Mr Fischer, dessines-moi un Parc ! Posted on 6 juin 2019Leave a comment

Raconter les histoires de Sybirol, c’est lui rendre son âme. Certaines appartiennent à la grande histoire, d’autres à la petite. Certaines sont documentées, d’autres appartiennent à la mémoire familiale. Évidemment Sybirol, s’il a une âme, n’a pas encore de voix, il fallait donc lui en prêter une. Et c’est pour cela que vous trouverez un « je » dans certaines de ces histoires. « Je », c’est Pierre, la dernière personne qui, après au moins 600 ans d’occupation, aura l’occasion de vivre Sybirol de sa naissance à sa mort (du moins il le souhaite !). Nous espérons que ces histoires vont vous distraire, vous intéresser, vous toucher. Sybirol se nourrit de l’affection que lui portent tous les visiteurs qui le découvre.

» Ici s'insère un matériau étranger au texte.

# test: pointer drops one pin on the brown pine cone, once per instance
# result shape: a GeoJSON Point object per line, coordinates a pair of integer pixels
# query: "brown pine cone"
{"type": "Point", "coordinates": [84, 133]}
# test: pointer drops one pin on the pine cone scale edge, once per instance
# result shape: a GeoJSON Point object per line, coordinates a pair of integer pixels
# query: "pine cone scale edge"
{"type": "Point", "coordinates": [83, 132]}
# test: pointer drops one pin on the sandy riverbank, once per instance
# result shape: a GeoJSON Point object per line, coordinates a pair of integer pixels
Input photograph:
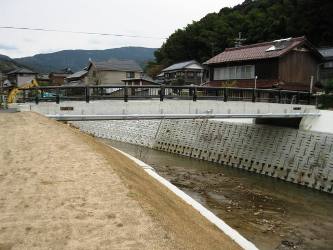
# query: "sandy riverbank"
{"type": "Point", "coordinates": [61, 189]}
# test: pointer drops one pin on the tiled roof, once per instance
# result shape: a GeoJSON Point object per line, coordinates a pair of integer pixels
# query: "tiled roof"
{"type": "Point", "coordinates": [78, 74]}
{"type": "Point", "coordinates": [261, 84]}
{"type": "Point", "coordinates": [180, 65]}
{"type": "Point", "coordinates": [118, 65]}
{"type": "Point", "coordinates": [256, 51]}
{"type": "Point", "coordinates": [327, 53]}
{"type": "Point", "coordinates": [21, 71]}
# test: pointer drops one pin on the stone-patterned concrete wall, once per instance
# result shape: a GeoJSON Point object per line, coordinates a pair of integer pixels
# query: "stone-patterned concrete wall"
{"type": "Point", "coordinates": [293, 155]}
{"type": "Point", "coordinates": [297, 156]}
{"type": "Point", "coordinates": [135, 132]}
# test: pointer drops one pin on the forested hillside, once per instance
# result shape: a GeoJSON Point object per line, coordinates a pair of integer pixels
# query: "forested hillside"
{"type": "Point", "coordinates": [78, 59]}
{"type": "Point", "coordinates": [258, 20]}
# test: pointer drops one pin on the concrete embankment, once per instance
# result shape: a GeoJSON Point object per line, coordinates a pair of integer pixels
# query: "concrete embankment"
{"type": "Point", "coordinates": [300, 156]}
{"type": "Point", "coordinates": [61, 189]}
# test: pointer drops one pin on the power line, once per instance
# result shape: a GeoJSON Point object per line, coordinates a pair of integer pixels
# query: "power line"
{"type": "Point", "coordinates": [80, 32]}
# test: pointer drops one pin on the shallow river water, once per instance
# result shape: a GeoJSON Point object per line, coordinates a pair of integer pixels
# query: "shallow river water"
{"type": "Point", "coordinates": [272, 214]}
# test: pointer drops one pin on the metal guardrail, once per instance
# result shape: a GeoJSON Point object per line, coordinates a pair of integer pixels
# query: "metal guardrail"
{"type": "Point", "coordinates": [162, 92]}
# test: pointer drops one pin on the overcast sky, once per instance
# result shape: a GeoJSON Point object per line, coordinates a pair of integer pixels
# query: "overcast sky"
{"type": "Point", "coordinates": [155, 18]}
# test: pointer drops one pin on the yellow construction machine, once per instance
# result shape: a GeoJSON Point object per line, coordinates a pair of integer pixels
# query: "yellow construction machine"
{"type": "Point", "coordinates": [15, 91]}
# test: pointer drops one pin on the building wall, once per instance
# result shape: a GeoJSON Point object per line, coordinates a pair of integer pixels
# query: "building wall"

Si je devais faire une thèse ou un mémoire, certainement presque tout ce que je vais vous raconter devrait disparaître car trop basé sur des interprétations. Mais nous sommes ici pour raconter des histoires et ce qui n’est pas documenté sur papier n’en est pas moins visible sur le terrain pour qui observe attentivement le site.
Le seul plan complet de la propriété que nous possédions n’est ni daté ni signé. Même si on reconnait qu’il est 19ème, il n’est sans doute pas de la main de Fischer. C’est plutôt un plan cadastral. Il montre un tracé des allées conformes au parc pittoresque. Ce serait donc après l’intervention de Fischer. Mais il y manque un élément essentiel, le château d’eau. Les serres ne sont apparemment pas encore construites et la mare trop-plein qui termine le système hydraulique est encore une pièce de vigne. Peut-être finalement que tout le mérite du dispositif hydraulique ne revient pas à Raymond Cahuzac mais à Martin Cahuzac, auquel cas Fischer n’en serait pas le créateur puisqu’il meurt en 1873 et que Martin prend possession de Sybirol en 1887. A la place du château d’eau est dessiné une forme régulière en amande mais non légendée. Quelque-chose, mais quoi ? Là, je suis à court d’idées.

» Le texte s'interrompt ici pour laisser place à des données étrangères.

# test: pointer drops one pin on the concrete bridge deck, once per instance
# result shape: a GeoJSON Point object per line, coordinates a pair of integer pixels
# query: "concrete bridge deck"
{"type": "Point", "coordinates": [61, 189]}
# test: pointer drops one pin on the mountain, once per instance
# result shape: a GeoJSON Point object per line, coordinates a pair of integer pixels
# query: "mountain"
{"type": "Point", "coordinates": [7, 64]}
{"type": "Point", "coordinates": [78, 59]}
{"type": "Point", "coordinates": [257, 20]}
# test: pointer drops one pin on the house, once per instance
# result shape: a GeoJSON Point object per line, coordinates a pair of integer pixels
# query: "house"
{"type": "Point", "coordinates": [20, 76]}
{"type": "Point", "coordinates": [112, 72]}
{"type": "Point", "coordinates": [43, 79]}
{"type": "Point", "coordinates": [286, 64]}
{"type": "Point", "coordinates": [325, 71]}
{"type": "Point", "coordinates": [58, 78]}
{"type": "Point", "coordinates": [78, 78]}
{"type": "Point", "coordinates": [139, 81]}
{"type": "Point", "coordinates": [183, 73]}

Mais le reste du tracé revient bien à Fischer si on le compare au cadastre Napoléonien de 1824, on voit l’impact de son travail.

Sur le plan cadastral Napoléonien, avant Fischer, un tracé régulier :
– 2 axes perpendiculaires qui organisent le site : un axe Est-Ouest organisé autour du bâti et un axe Nord-Sud qui sépare et distribue à l’est sur le plateau, les cultures et à l’ouest sur le coteau, le bois.
– 2 entrées principales,
1 dans l’axe du bâti avec le jeu de perspective du 18ème  en  haut.
1 située en bas sur l’actuelle avenue Pasteur, est une longue allée qui permet de découvrir progressivement le domaine. C’est l’entrée « normale » quand on arrive de Bordeaux.
-des jardins réguliers en carré organisés autour de la maison.

Sur notre plan après l’intervention de Fischer :
– Il crée une nouvelle entrée officielle : on rentrera dorénavant par en haut mais pas dans l’axe du bâti. « Avantage » de cette solution : il peut maintenant séparer par un écran végétal la chartreuse de la ferme, isoler les propriétaires des fermiers.
– Tout le jardin régulier autour du bâti disparait au profit de pelouses, massifs avec courbes et contre-courbes. Les photos du début montrent tout un travail de mosaïculture, de plantes en bac et une armée de jardiniers.
– Le parc et le bois se voient dessinés dans le même esprit.
L’axe Nord-Sud autrefois rectiligne séparant les bois des cultures est retracé avec des courbes.
Un axe central dans les bois à peu près rectiligne avec le carrefour en étoile, sans doute préexistant (courant dans les bois destinés à la chasse) est conservé, mais d’autres tracés sinueux secondaires s’y raccordent.
En contre-bas un dernier chemin suit la courbe de niveau, permet de desservir l’ermitage et offre de nombreux points de vue sur la ville.
Le tout est organisé en boucles qui permettent de choisir des promenades plus ou moins longues.
– Les plantations suivent aussi une logique : le parc autour de la maison est planté d’essences horticoles. Le bois de son côté est laissé naturel : chênes pédonculés et charmes dominent, mais chaque fois qu’un « événement » survient dans la promenade : fabrique, point de vue, bifurcation, il est automatiquement souligné par la plantation de quelques arbres horticoles plus sophistiqués.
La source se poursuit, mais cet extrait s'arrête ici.